Having studied the history of this important American historical event, I want to compare the views with those of the Tea Party today. After listening to the interviews with Tea Party members at the rallies and seeing signs that declared that this person wanted their country back and another one that wanted government to get out of their Medicare, I decided that more people needed to start getting the word out about the actual history of that time period. I may be a progressive but I believe that I am as patriotic as the next American so I would like to belong to a Tea Party variant that would be more tolerant and more understanding of the ideals expressed by our founding fathers. I stand for the rights expressed by the people in 1773 Boston who stood against a government that did not allow them to represent themselves and I stand for those who had the will to create their own country, which in turn created the United States that I am very proud of being a citizen. However, since this already is my government, I want to support it in its endeavors to try to help the majority of Americans and not just the one’s that use rhetoric as a weapon to remove all of the politicians that do not agree with their values. This new Tea Party could include moderate republicans, independents and conservative democrats who could form a rational majority that could tell our government to work for us and not for the campaign donations given to them for their elections. There are many of us who believe in the ideals that formed our country but we are seeing it distorted today. The members of congress often read the polls of what people may be in favor for but, unfortunately, they vote against the interests of the people in their district with no repercussions. Instead of voting for their own interests, many voters choose to vote according to wedge issues that often divide people than bring them together. Many of the Tea Parties of today proclaim that they want a limited government with lower taxes and that the government is not representing their beliefs and values with the legislation being passed. Many of the founding fathers did want limited government with lower taxes but if they lost the election, they went ahead and went with what the majority of Americans wanted with grace. In fact, since every election in the United States, they have all been mostly peaceful and if a majority of voters chose their candidates then those that lost abided by the decision.

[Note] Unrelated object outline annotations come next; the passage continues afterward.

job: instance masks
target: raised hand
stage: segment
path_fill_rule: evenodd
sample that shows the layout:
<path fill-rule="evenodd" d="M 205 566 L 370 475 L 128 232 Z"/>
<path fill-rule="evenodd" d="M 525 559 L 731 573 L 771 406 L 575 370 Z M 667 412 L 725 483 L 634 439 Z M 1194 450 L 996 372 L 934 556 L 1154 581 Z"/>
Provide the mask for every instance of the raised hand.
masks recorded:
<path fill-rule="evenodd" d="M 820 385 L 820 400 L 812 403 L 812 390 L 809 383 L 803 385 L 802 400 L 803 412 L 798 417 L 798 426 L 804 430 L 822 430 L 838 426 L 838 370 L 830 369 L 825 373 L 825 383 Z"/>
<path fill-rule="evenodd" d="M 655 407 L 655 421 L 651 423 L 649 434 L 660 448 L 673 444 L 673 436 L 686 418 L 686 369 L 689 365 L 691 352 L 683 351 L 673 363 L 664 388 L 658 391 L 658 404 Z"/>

The phrase, ‘No Taxation without Representation’ was very important to the founding fathers. The colonists did not have any representatives in the British Parliament and were denied their traditional rights as English subjects. Today, all Americans have representation through their congressmen or congresswomen. As citizens, we all have the right to vote for and speak to our elected representatives. Many people may not like who was elected to their districts but this fact cannot be denied because they were elected by a majority of voters. With the rise of the Tea Party candidates who have won their primaries and elections, we can see they do have the ability to elect new candidates to represent them, which was lacking during the times of our founding fathers. Having patriotic fervor is wonderful but it is good to understand our history first, so that we can move forward with reason and understanding. The founding fathers argued with each other all the time but they were able to forge a nation that valued democracy above all else and in a democracy, debate can be good for finding the issues that matter the most to the majority of Americans just as long as everyone can remain civil and remember that we are all Americans first. We can honor our founding fathers by showing that we can compromise with each other and reach a consensus to work together to better the life of all Americans with pride and dignity.